Rourke was adapted into a comic series from 1991 to 1994.
- 01 – "La Mort Est Toujours Bonne" by Marvano
- 02 – "Le Bon Dieu Ne Dort Jamaims" by Marvano and Rouffa
- 03 – "Le Trois Concubine" by Marvano et Rouffa
- 04 – "Tigre d'Avril" by Marvano et Rouffa

Hannah was adapted in three volumes from 1991 to 1993, drawn by Franz Drappier.

==Honors and awards==
- 1981: Prize for the Book of the Summer for Cash! (Denoël, 1981)
- 1987: Medal of Vermeil of the City of Paris
- 1987: Knight of the National Order of Merit (later excluded by a decree published in the official journal on 28 November 2012)
- 1996: Officier de l'Ordre national du Mérite (later excluded by a decree published in the official journal on 28 November 2012)
- Knight of Cahors
- Citizen of Honor of the Liège

==Legal affairs==
In October 2008 the Angolagate trial commenced in Paris, in which Sulitzer was indicted.
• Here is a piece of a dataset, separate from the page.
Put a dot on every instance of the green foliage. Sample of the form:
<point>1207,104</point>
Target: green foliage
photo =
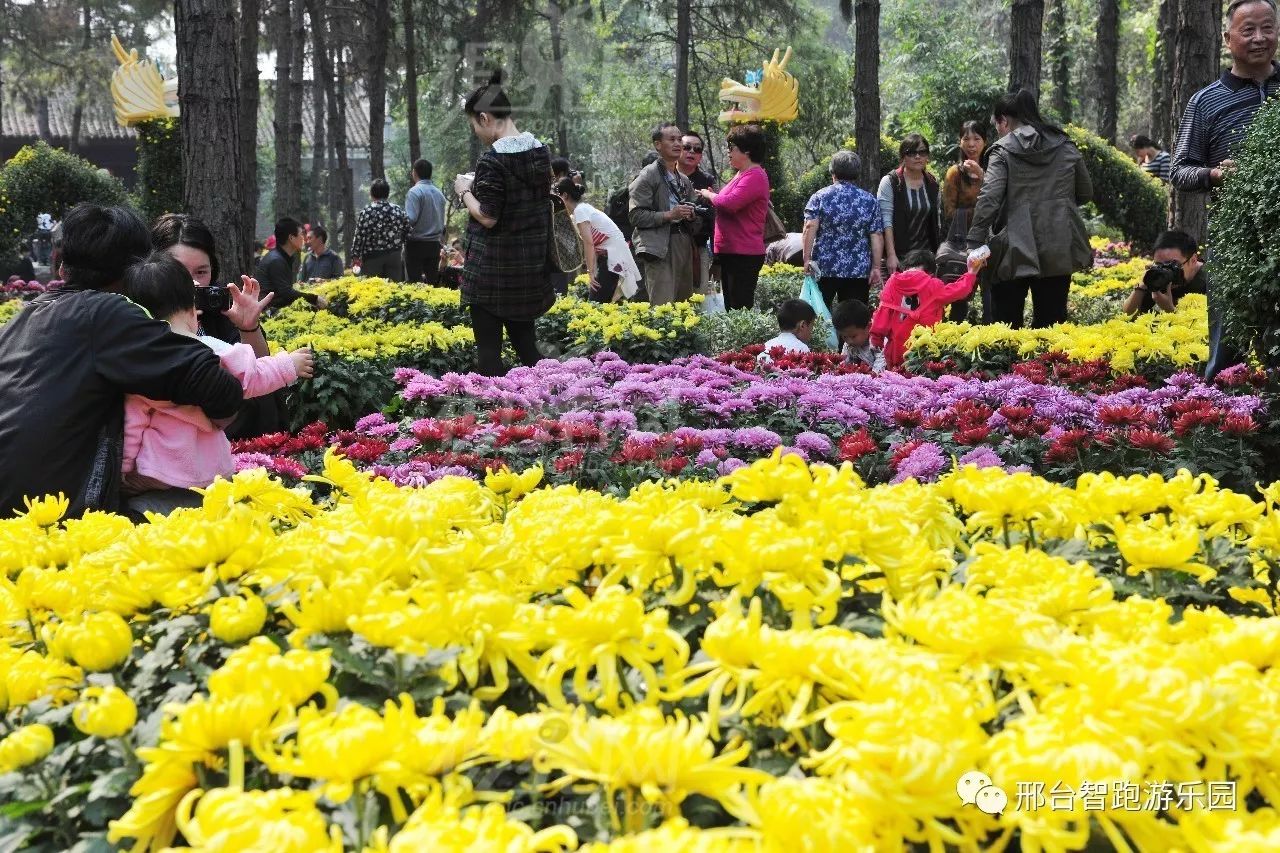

By the decision of the Correctional Tribunal he was condemned for "misuse of corporate assets" and given 15 months in prison with a fine of 100,000 euros. This conviction led to his exclusion from the National Order of Merit in November 2012. In 2009 he published Angolagate, the chronicle of a state scandal, which had been written day by day during the process, from October 2008 to March 2009.